Gift to Morgridge Institute ‘Fab Lab’ to boost medical device innovations
Fab Lab mechanical engineer Robert Swader and biomedical engineering student Annie Yang discuss a prototype in development to maintain health of organs prior to transplant.
Photo: Morgridge Institute for Research
A gift to the Morgridge Institute for Research will help spur medical device innovations coming directly from doctors — the people who know firsthand where the advances are needed.
The BerbeeWalsh Foundation, created by James Berbee and Karen Walsh, has made a five-year, $300,000 commitment to create a prototype pathway for clinical devices between University of Wisconsin–Madison clinicians, students and the Morgridge Advanced Fabrication Laboratory, or “Fab Lab.”
Berbee, a clinical assistant professor in the UW–Madison Department of Emergency Medicine and Morgridge trustee, says the gift isn’t restricted to medical prototypes, but the early focus is on tapping experiences from doctor-patient interactions, starting with his home department.
“We are looking in emergency medicine to be a little more proactive in thinking about product designs and the tools we need to do our jobs well,” Berbee says. “So we thought this would be a great bridge between Morgridge and the department, as an initial test bed for expanding the scope of the Fab Lab.”
James Berbee and Karen Walsh
The gift is a natural fit for the Madison couple. In Berbee’s “first career,” he was a UW–Madison engineering graduate who founded the highly successful Berbee Information Networks in Madison in 1993. Walsh, as an assistant dean at the UW–Madison College of Engineering in the 1990s, helped launch UW–Madison’s first-ever campus innovation prize, the Schoofs Prize for Creativity, which had a transformational impact on hundreds of students.
“What’s really exciting about this project is its potential to improve patient care by unlocking great ideas from people at the front lines of medical care,” says Morgridge CEO Brad Schwartz. “Our Fabrication Lab can help people develop proof of concept, remove barriers and take those important early steps toward commercialization.”
Kevin Eliceiri, interim director of Morgridge Medical Engineering and the Fab Lab, says this project will build on some medical ideas already percolating in the lab. For example, they are working on a more effective way to maintain health of organs prior to transplant and a feedback sensor to warn of possible injury when installing breathing tubes. Two biomedical engineering student teams used the Fab Lab to perfect inventions that won campus business plan competitions, including a new anesthesia applicator and a tool to prevent recurrence of bladder cancer.
Students will be top beneficiaries of the gift, he says. “We have a great pipeline of talented students who want to work on biomedical projects and are very passionate about it,” Eliceiri says. “Their only complaint has been that they want things that are more clinically relevant.”

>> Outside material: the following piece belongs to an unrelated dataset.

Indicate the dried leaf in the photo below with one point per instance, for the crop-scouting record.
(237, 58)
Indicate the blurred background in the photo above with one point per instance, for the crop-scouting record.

“Medical students don’t get encouraged to invent because they have so many other things to think about. Those little ideas can cook in the brain and never get out — but if we give them an outlet, they will.”
Karen Walsh
Rather than bringing students in as one-time participants, this effort will embed them as full members of the Fab Lab team, to work closely with clinicians through the whole research and invention process, Eliceiri says. They also are exploring whether medical residents, who have a select amount of time each year for elective experience, could elect to serve as research fellows at the Fab Lab.
“I expect this program to have a great impact and generate a fair amount of intellectual property,” Eliceiri says. Participants can tap well-established connections between the Fab Lab and the Wisconsin Alumni Research Foundation (WARF) to get timely IP support.
Part of the inspiration for the gift came from Berbee’s own invention of a new type of otoscope, a cone-shaped device to view the inner ear. The current tool — something in virtually every doctor’s office — performs poorly and hasn’t been improved upon for a century. Berbee developed a flexible optic lighting module that provides much sharper resolution. He received help with an early prototype from the Fab Lab.
“There’s a whole subculture of people in the medical school who are interested in this type of innovation,” he says. “You don’t hear about it much because their primary focus is on taking care of patients, teaching and research. But people are starting to respect that this is another path to success.”
Adds Walsh: “Medical students don’t get encouraged to invent because they have so many other things to think about. Those little ideas can cook in the brain and never get out — but if we give them an outlet, they will.”
The Morgridge Fab Lab collaborates with inventors on computer-aided design, prototyping, 3-D printing, microfluidics and fabrication, from conception to completion. The campuswide facility can assist with the more experimental phases of a research effort by generating early-stage prototypes and novel research tools.